I always say I don’t care about worldly goods. When I say it, I also really mean it. People are much more important than any kind of possessions can ever be.
Why is it then that I feel so strongly about each and every possession I owe? It’s not like I value them more than I do people, but once something is mine, it’s mine.
Let me explain…
Nurture and nature
For as long as I can remember, I have always looked after my stuff, whether clothes, books, gadgets, or anything else in my room – when I lived with my parents – or in my house, once I had my own. No matter how little I had, or whether items were costly or not, I was protective of it.
I think the basis of this lies in my upbringing. My parents were far from rich. In fact, all through my childhood they had to turn over every cent twice before they spent it. We always had enough food, and clothes to wear – some made by my mom – but on birthdays we only got one small gift, and for Christmas one bigger, and one small one. It was always something we really wanted, like the one year I was gifted my much-loved tape recorder.
I never broke my toys; never folded ears in books, or bent them backwards. I always cared well for my belongings, and barely ever allowed others to touch it.
Where I think much of how I am with my belongings comes from nurture, some of it is definitely nature…
Nine months old
This is a story my mom loved to tell.
When my mom was pregnant with me, my father saw another woman. A marital crisis followed, and they did what they would do many times more after that to save their marriage: they moved. In this case, they moved from Vanderbijlpark to Uïs, Namibia. Yep, not next-door at all.

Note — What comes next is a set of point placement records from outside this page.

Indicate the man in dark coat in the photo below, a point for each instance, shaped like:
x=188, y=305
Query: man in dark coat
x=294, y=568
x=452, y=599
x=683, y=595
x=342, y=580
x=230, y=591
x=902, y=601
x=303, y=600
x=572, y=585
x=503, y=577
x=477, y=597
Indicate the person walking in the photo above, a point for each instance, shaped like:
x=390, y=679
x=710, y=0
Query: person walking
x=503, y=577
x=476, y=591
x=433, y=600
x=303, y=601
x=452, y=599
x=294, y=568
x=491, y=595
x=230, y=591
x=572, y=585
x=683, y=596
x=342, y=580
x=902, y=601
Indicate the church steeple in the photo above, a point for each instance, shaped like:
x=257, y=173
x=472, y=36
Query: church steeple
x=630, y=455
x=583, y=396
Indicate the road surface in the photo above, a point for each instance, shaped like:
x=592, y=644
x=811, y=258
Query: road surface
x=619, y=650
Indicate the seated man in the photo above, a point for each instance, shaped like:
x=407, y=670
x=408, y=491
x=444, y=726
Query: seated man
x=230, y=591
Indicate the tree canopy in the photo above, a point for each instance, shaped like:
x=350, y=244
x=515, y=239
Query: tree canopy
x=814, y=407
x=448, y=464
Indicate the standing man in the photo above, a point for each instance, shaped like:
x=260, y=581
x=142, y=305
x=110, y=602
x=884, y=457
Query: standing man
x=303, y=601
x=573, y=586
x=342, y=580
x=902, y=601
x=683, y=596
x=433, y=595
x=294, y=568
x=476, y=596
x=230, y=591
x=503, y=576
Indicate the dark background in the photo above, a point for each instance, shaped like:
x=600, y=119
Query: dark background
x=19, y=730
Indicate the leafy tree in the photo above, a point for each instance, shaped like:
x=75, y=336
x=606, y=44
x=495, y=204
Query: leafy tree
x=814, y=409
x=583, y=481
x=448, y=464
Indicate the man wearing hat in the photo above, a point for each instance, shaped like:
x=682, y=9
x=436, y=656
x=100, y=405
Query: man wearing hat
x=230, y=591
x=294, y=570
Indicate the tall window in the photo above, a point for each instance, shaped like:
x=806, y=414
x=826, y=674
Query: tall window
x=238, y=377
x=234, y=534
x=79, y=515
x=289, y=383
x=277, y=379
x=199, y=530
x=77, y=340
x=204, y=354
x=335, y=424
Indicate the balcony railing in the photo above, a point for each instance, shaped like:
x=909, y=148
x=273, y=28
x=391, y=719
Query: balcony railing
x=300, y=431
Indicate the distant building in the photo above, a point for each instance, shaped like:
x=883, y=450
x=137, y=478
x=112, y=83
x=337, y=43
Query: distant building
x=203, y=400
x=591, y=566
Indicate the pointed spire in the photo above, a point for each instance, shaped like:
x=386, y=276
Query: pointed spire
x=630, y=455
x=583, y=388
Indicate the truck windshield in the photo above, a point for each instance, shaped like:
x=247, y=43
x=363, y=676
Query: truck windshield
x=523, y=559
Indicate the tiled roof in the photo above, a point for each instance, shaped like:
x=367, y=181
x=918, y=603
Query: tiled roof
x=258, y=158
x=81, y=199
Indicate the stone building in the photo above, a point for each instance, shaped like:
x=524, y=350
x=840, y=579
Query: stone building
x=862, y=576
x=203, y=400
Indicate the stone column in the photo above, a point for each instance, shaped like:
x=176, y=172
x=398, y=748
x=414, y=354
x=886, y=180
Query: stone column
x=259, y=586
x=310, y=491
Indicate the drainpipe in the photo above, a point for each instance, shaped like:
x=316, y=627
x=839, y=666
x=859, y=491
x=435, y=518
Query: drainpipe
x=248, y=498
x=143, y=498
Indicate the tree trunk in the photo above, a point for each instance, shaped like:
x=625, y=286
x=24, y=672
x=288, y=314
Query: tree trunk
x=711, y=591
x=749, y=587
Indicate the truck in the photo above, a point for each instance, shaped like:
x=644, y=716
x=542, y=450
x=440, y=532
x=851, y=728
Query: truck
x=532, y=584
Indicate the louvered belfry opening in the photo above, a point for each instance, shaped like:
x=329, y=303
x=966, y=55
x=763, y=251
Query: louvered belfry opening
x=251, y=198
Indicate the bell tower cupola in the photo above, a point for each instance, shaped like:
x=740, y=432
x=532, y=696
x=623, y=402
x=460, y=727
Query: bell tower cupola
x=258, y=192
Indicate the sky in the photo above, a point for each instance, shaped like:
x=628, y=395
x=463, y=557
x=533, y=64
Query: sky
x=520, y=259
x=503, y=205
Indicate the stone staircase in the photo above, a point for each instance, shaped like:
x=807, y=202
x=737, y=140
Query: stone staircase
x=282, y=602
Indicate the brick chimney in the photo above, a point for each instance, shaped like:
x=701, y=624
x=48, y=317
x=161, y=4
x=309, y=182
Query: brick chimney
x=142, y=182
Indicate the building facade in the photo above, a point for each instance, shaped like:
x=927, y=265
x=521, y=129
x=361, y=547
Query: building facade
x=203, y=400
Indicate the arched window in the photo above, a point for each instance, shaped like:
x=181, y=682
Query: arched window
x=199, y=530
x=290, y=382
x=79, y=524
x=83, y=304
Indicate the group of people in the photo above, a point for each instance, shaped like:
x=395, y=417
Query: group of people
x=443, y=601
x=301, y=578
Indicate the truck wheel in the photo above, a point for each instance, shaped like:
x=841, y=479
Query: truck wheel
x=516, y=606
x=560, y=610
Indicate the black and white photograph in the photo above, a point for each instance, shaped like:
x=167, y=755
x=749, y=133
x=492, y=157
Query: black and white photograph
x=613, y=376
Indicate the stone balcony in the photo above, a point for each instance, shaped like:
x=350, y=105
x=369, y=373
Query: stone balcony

They became friends with the neighbors, who had a daughter three months older than I was. One night they were visiting us – I was nine months old – and the two of us were playing. As happens with children, we were interested in each other’s toys. I was more than happy to share, until she wanted to play with my favorite toy. I grabbed it from her, and in turn she grabbed it from me, stood up and walked away.
I couldn’t walk yet, but my mom told me I started crawling after her, and when I wasn’t fast enough, I stood up, and walked! I got my toy back from her, and from then on, I could walk. You can call this jealousy, but knowing how I am with my belongings, it seems there’s a theme here.
Teenagers, especially teenage girls, tend to share their clothes. This one borrows a shirt from that one, or the other lends you a dress for a night out.
I never did that.
I never borrowed anything from anyone, and not a hair on my head would think about lending my clothes to any of my friends, no matter how close they were to me. No one thought this to be strange; they just accepted this as part of me.
When my oldest became a teenager, she would sometimes borrow my clothes, mostly tops. She never asked, just took it from my closet, and I would find it in the laundry, or miss it from my closet when I wanted to wear it.
Always, when she did that, I gave her the item of clothing. Obviously after lecturing her about never taking clothes from my closet ever again.
Sharing clothes is just not something I do, or can do. I am very careful with my clothes, and some items of my clothing have been in my closet for many, many years, and still look like they had been bought last week. Once someone else wear my clothes – yes, even my own child – it’s like a ‘chain’ is broken, and it doesn’t feel like mine anymore.
I know… weird.
I really don’t know where this part of my character comes from.
Another example… two weeks ago, I went cycling with my daughter, and when I wanted to get up again – we had already cycled about 18km – I made a misstep and fell. I bruised my knee badly, but what I really hated most was damaging my pants, a pair I was then wearing only for the third time! It took me days to get over it.
A Cup-A-Soup mug
Years ago, a colleague was introduced to the anger I feel when my things are touched without permission.
At work we provided the employees with instant soup. As head of administration and in charge of purchasing, I received an email from Cup-A-Soup to purchase mugs for all colleagues at a reduced price. The nice thing about this was that each mug would have an employee’s name printed on it. Everyone loved the gesture.
Then one day I took my cup from the cupboard in the kitchen, and in a thick black marker someone had written my nickname above my name. I was furious, and even more so when I couldn’t wash off the writing.
Hours later a colleague asked me if I liked that he had written my nickname on the cup. Poor guy, he had to endure my tirade of how one should never damage someone else’s stuff.
I apologized the next day, understanding that I totally overreacted. Still, this was very much in character for me, protecting what I see as my possession.
And still I say I don’t care about worldly goods…
We are in the privileged position that we can buy something when we want it.
For me, it hasn’t always been like this. Up to when I moved in with Master T – I was 37 – I was more or less in the same position my parents always were. I had to turn over every cent, and there was little room for luxuries. I had two children to feed and dress and put through school.
Landing a very good job, a couple of months before I moved in with Master T, had been a turning point for me. Eighteen years on, and I am still in the same job, and Master T has a good one too. We are not rich, not by far. But, we are both very sensible with money – Master T is brilliant with managing and saving money – which allows us to buy what we want and need.
This doesn’t mean we buy everything our eyes see. No, any purchases above 100 euros, no matter what kind of item it is, we discuss at length to make sure that we don’t spend money unnecessarily. And whatever new possession I acquire, I treat with the same care I have always done from childhood.
I don’t care about any worldly possessions
I still say I don’t care about worldly possessions, even though I look after whatever I own, as well as I do. You can argue that it’s easy for me to say this, since we are okay, moneywise, but I also said this when I had to turn over every cent before spending it.
If you give me the option to lose a possession to losing a person from my life, I will gladly destroy the possession myself.
I think I feel as strongly about my worldly possessions because my parents taught me this from a very young age. You can call it nurture or nature… bottom line: its part of who I am, and something I have accepted many years ago.